Figure 6 shows the digitized swimming trajectories for a mixed-population of copepods in a body of water with uniform salinity of 33 ppt (the control case). The 25 sample tracks appear to be predominantly directed upward or downward with no obvious restriction for motion in any direction. Also the PDF of vertical position lacks a strong peak at a particular depth, which suggests the copepods are not aggregating (as one would expect for the control treatment). The lack of preferential aggregation in the trajectories was expected since no directionally-oriented hydrodynamic cues were present in the control treatment except for the orientation of gravity. Approximately 18% of the trajectories of copepods are located between −20 to +20 mm of the midline, and ≈ 47% between −50 and +50 mm of the midline. It should be noted that the PDF is not perfectly uniform and it is less dense toward the bottom (i.e., negative z values). This is perhaps due to the mostly vertically aligned trajectories or the effect of a limited number of trajectories.

FIGURE 6

Figure 6. (A) Copepod trajectories for the control treatment with stagnant, uniform density fluid. Color indicates the passage of time with blue corresponding to the beginning of the trajectory and red corresponding to the end. Although shown on the same plot, these trajectories were not collected simultaneously. (B) Probability Distribution Function (PDF) of copepod position in the vertical direction for the control treatment.

For the second treatment, the salinity of the lower level water was increased to 34.3 ppt and the salinity of the upper layer was maintained at 33 ppt. The trajectories of copepods and the PDF of the vertical position for this case are shown in Figure 7. The black dashed line indicates the position of the density interface. The plunger was not activated, and the fluid volume was therefore stationary. The digitized trajectories show that many of the copepods moved preferentially in the horizontal direction, parallel to the density interface. Quantitative analysis using the PDF indicates that ≈ 31% of the trajectories are located between −20 and + 20 mm and ≈ 49% of the trajectories are located between −50 and + 50 mm in the z-direction. Although the comparison of PDFs for the whole region indicates that there is not a significant difference between the PDF of control and stagnant density jump treatments (p = 0.347), the PDF of vertical position for these two treatments are significantly different between −20 and + 20 mm of the midline (p = 0.016).

FIGURE 7

Figure 7. (A) Copepod trajectories for the treatment consisting of a stagnant density jump of 1.0 σ_t. The black dashed line indicates the location of the density interface. Color indicates the passage of time with blue corresponding to the beginning of the trajectory and red corresponding to the end. Although shown on the same plot, these trajectories were not collected simultaneously. (B) Probability Distribution Function (PDF) of copepod position in the vertical direction for the treatment consisting of a stagnant density jump of 1.0 σ_t.

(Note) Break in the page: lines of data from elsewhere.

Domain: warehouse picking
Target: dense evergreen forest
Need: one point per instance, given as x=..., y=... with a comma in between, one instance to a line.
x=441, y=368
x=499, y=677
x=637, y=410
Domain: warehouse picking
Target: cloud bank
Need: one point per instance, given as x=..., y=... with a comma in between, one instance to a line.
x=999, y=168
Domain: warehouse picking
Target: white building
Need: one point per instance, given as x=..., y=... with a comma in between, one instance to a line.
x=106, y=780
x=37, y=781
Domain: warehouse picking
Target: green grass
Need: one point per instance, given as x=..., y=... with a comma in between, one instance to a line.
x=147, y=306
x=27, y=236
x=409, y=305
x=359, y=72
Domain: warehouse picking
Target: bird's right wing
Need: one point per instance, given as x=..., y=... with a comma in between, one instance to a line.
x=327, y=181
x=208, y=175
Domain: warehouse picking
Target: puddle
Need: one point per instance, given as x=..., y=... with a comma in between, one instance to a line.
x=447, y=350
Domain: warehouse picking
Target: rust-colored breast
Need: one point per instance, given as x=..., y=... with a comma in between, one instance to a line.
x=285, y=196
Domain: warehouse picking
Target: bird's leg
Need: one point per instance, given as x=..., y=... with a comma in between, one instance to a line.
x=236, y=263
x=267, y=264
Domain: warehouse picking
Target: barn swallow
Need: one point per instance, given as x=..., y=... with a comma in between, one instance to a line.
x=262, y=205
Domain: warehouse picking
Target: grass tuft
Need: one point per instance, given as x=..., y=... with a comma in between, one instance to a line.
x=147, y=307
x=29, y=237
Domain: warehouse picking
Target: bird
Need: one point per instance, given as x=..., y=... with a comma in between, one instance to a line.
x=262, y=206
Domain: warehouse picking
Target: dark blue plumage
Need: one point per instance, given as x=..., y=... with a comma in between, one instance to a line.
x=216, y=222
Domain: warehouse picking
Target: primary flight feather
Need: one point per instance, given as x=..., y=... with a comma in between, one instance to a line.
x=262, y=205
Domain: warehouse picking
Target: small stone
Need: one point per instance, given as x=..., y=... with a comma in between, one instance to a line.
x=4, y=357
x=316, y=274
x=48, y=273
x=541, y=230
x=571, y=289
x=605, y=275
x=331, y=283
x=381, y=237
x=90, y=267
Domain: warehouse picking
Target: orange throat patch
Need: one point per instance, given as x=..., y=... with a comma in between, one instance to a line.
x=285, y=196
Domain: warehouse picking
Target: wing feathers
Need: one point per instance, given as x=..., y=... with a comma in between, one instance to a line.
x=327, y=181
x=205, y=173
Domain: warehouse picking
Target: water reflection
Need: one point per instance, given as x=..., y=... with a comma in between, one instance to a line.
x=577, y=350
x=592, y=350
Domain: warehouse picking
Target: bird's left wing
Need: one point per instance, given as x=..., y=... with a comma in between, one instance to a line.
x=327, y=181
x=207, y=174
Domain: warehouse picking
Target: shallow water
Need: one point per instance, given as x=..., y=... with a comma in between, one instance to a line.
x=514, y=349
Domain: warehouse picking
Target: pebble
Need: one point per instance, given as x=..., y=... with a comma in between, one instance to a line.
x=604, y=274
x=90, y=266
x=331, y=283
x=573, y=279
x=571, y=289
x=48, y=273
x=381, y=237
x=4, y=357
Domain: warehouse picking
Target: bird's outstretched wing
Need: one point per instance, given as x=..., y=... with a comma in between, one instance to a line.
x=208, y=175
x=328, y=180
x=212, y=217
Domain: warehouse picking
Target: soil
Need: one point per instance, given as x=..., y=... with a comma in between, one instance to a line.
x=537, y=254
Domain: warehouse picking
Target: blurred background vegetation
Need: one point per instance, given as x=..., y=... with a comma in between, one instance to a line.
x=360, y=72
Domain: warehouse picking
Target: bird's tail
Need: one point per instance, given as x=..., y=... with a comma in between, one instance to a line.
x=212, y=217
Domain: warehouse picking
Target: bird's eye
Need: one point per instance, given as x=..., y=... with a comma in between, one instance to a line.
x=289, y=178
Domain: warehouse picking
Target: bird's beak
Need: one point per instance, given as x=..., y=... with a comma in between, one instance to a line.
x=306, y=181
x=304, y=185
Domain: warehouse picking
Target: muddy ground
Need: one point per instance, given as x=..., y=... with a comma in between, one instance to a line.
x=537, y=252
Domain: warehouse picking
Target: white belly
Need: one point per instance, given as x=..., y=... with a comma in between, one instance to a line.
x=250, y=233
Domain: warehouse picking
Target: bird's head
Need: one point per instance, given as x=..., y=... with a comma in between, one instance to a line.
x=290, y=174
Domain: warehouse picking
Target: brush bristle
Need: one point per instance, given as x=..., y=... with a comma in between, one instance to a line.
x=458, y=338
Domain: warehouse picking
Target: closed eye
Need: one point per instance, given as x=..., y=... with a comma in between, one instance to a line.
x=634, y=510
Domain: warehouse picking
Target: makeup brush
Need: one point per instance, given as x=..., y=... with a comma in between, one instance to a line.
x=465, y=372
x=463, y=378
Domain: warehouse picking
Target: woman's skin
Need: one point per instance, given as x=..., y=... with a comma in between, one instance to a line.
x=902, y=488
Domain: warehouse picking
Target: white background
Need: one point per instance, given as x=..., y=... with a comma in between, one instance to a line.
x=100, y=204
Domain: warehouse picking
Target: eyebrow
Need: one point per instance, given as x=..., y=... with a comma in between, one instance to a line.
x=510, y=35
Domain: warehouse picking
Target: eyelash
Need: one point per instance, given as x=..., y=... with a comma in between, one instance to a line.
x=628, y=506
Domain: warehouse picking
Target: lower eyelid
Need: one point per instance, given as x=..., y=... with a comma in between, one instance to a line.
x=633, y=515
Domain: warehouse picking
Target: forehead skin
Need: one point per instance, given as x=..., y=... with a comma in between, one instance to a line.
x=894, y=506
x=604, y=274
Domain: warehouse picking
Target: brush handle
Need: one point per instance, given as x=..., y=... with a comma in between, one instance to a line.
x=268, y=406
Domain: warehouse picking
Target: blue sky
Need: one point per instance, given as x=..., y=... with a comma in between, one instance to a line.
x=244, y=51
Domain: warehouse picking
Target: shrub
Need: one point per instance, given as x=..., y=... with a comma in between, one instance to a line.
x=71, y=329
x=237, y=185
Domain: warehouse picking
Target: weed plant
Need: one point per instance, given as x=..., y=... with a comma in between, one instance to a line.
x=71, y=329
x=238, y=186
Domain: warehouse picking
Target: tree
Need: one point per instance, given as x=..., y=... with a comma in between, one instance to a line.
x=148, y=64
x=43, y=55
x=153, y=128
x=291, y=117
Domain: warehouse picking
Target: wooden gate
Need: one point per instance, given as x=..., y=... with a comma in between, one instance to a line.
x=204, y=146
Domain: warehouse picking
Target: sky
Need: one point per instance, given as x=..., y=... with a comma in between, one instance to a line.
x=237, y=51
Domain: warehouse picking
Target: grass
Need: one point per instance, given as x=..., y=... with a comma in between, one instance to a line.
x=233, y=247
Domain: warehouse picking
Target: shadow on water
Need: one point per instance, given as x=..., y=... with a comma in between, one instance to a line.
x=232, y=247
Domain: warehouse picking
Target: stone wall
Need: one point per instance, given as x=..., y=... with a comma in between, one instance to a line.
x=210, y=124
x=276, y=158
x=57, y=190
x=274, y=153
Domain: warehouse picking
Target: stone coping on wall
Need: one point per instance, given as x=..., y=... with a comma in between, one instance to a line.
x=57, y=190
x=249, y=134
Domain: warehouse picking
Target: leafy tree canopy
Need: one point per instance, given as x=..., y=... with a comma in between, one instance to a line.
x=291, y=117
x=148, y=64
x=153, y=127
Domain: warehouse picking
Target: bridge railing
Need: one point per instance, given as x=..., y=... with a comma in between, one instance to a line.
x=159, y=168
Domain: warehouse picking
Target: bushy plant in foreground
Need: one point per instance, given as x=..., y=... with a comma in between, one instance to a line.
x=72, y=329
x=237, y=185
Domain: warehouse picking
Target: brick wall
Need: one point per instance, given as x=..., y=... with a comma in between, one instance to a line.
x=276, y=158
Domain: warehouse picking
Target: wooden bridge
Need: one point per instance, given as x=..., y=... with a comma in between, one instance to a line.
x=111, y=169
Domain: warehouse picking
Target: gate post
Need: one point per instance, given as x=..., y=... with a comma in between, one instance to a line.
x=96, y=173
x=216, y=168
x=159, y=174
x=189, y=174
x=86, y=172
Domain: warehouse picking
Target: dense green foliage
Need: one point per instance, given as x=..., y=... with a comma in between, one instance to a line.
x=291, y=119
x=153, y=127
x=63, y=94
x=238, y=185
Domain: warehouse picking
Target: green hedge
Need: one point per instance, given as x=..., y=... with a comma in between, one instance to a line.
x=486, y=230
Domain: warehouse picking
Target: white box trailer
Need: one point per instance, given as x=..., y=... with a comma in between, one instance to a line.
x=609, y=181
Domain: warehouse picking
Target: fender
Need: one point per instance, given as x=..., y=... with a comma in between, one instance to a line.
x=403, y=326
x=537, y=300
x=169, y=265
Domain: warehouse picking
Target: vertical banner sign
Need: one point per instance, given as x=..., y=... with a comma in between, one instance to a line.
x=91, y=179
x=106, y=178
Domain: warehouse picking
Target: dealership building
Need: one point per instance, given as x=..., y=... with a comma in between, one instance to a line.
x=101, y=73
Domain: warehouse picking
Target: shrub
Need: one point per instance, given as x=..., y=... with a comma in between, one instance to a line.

In the third treatment, the copepods were observed in the standing internal wave with density jump properties identical to the second treatment, where the lower layer salinity is 34.3 ppt and the upper layer salinity is 33 ppt. Figure 8 shows animal trajectories and the PDF of the vertical position for this case. The dashed lines indicate the upper and lower boundaries of the internal wave as defined by the peak locations of the crests and troughs. In clear contrast to the other treatments, the copepod swimming paths demonstrated more curved trajectories near and inside the boundaries of the internal wave. Some of the trajectories are loopy, orbital motions, whereas a few of the trajectories appear to be zig-zag-like oscillation patterns. Beyond a distance of roughly 75 mm from the resting position of the interface (i.e., z = 0), the trajectories were much less likely to show the looping, orbital shape that is observed in the immediate vicinity of the interface location. The probability of copepods positions between −20 and +20 mm in the z-direction is ≈ 27%, and in the internal wave region (−50 to + 50 mm) is ≈ 65%. Further, according to the 2KS-test, the PDF of vertical position in the internal wave treatment is significantly different from the density jump treatment (p < 0.001) as well as the control treatment (p = 0.008).

FIGURE 8

Figure 8. (A) Copepod trajectories for the internal wave treatment with a density jump of 1.0 σ_t. The black dashed lines indicate the boundaries of the internal wave. Color indicates the passage of time with blue corresponding to the beginning of the trajectory and red corresponding to the end. Although shown on the same plot, these trajectories were not collected simultaneously. (B) Probability Distribution Function (PDF) of copepod position in the vertical direction for the internal wave treatment with a density jump of 1.0 σ_t.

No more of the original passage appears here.